The plan calls for the county to construct roadway network improvements that would provide alternative routes for traffic to drive around transit station areas and reduce congestion.
The connection being challenged in the plan is a new road that would bridge American Dream Way and Isaac Newton Square just north of the Wiehle-Reston East station. However, portions of the Hidden Creek Country Club’s 18-hole golf course sit in between the two roads— American Dream Way to its west and Isaac Newton Square to its east.
“I hope that any property owner has learned that Reston stands unified about its green, recreational space,” says Hartke.
THE RA RESOLUTION states that Reston has been a golf course community since its inception in 1961 and that the Hidden Creek and Reston National golf courses are an essential element
of Reston because of their integration into Reston’s natural open space areas and because of
the active recreational opportunities they provide.
The disruption to the golf course seems to be a mistake, especially given that a provision listed in the plan backs the community’s desire to preserve its golf courses.
“The Reston National and Hidden Creek Country Club golf courses are planned for private recreation use, more specifically to remain as golf courses,” the provision reads.
Also, the road is not mapped out to interfere with the course. Still, the RA does not think the road is possible without running directly into the course.
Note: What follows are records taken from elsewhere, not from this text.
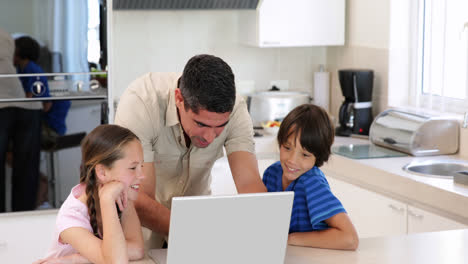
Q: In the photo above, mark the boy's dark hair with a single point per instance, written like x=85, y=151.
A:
x=315, y=128
x=208, y=83
x=27, y=48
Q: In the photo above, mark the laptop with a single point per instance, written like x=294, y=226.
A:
x=243, y=228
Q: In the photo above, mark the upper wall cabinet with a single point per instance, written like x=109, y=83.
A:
x=294, y=23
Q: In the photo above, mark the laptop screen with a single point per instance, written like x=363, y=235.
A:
x=244, y=228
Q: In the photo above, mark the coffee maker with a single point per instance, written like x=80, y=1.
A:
x=355, y=116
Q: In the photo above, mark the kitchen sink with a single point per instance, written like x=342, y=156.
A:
x=438, y=168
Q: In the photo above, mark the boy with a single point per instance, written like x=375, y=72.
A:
x=318, y=218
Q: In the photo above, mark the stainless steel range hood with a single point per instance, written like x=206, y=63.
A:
x=183, y=4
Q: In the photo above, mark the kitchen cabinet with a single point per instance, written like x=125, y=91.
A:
x=374, y=214
x=294, y=23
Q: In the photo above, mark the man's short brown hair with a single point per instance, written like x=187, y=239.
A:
x=314, y=127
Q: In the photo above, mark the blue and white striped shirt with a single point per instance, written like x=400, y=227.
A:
x=313, y=200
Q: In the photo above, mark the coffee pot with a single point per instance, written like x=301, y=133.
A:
x=355, y=113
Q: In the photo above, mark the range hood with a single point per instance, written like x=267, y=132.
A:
x=183, y=4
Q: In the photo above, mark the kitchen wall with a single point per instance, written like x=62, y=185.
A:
x=153, y=40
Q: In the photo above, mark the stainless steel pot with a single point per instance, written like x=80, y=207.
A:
x=274, y=105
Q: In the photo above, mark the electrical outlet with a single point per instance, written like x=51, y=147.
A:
x=281, y=84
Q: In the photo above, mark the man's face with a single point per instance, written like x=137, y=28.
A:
x=201, y=128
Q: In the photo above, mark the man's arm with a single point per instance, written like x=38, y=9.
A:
x=152, y=214
x=244, y=169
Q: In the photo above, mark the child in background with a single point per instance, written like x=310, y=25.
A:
x=98, y=222
x=318, y=218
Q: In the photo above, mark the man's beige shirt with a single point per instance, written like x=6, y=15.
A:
x=147, y=107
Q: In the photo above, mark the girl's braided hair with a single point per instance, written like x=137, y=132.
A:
x=103, y=146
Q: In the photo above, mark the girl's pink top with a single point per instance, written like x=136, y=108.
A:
x=72, y=213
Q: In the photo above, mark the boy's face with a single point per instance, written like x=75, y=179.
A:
x=295, y=160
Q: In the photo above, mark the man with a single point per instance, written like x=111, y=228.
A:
x=183, y=123
x=20, y=131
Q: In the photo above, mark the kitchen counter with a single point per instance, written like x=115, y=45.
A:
x=386, y=176
x=437, y=247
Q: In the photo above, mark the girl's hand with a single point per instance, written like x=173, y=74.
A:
x=114, y=191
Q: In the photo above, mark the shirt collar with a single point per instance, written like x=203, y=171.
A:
x=172, y=118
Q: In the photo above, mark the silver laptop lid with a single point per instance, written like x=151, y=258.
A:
x=244, y=228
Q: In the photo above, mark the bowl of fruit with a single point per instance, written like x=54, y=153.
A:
x=271, y=127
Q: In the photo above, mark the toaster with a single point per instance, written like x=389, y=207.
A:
x=415, y=134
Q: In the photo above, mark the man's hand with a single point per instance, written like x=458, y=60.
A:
x=244, y=169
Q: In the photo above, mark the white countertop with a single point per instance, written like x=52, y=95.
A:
x=436, y=247
x=386, y=176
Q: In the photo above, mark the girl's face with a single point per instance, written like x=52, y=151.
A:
x=129, y=169
x=295, y=160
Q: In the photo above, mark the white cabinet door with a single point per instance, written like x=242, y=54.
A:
x=294, y=23
x=372, y=214
x=420, y=220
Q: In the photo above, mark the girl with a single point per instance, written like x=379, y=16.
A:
x=98, y=222
x=318, y=219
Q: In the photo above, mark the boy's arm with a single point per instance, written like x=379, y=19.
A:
x=341, y=234
x=132, y=231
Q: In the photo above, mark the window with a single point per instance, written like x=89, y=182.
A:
x=442, y=82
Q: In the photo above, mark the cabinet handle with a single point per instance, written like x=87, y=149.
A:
x=420, y=216
x=397, y=208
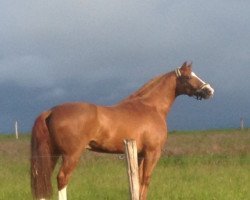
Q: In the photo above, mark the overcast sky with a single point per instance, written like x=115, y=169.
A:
x=100, y=51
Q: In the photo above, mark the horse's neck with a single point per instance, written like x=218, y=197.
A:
x=158, y=93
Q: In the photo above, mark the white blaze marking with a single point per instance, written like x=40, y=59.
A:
x=62, y=194
x=194, y=75
x=206, y=86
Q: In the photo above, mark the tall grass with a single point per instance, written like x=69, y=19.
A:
x=193, y=166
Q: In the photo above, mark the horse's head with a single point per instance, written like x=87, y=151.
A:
x=190, y=84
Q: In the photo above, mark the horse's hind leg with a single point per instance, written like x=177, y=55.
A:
x=68, y=165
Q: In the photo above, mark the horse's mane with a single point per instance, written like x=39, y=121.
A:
x=146, y=88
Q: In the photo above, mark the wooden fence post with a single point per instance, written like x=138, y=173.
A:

“The plan shows that connection as swinging down, not impacting the golf land-use … basically running parallel to the W&OD [Washington & Old Dominion Trail],” Reston Association Land Use Attorney John McBride said during a presentation at an RA Board of Directors meeting on Dec. 15. “Anyone that’s walked along there or seen that knows that really can’t be done. There’s no way you can make that connection without disturbing three holes of that golf course.”
The resolution concludes by saying the RA does not support any future grid of streets road connection between American Dream Way and Isaac Newton Square, because it will adversely impact the Hidden Creek golf course.
“We just want to make sure it’s out in the open that there is a discrepancy,” Larry Butler, the RA’s senior director of Parks, Recreation and Community Resources.
The RA was engaged in the process for the plan, but Butler does not recall ever attending a meeting where the road connection issue was discussed.
“The board wanted to essentially make a statement that we want to keep the golf courses in Reston because we think they’re important and that this recommendation in the comprehensive plan flies in the face of that because the road cannot be constructed without impacting the course,” says Butler.
But the implementation of all elements of the plan are not guaranteed. The grid of streets will be constructed as developments are approved by the county.
“It’s not an implementation plan, it’s a conceptual plan,” says Tom Biesiadny, director of the Fairfax County Department of Transportation. “All of the implementation pieces have to be worked out as individual development cases to move forward.”
And the golf course has not submitted any proposals for redevelopment, according to Biesiadny. Neither the golf course nor its parent company responded to inquiries from the Connection.
RESIDENTS OF RESTON who are concerned about the golf course can rest assured knowing the course is zoned for private recreation and any requests for rezoning must undergo public hearings by the county’s Planning Commission and the Board of Supervisors.
Both attorneys for Rescue Reston and the Reston Association are monitoring for any proposals to redevelop the courses.
“There’s going to be opportunities for the community to come in on any of the proposals that might be coming forward for consideration,” says Biesiadny.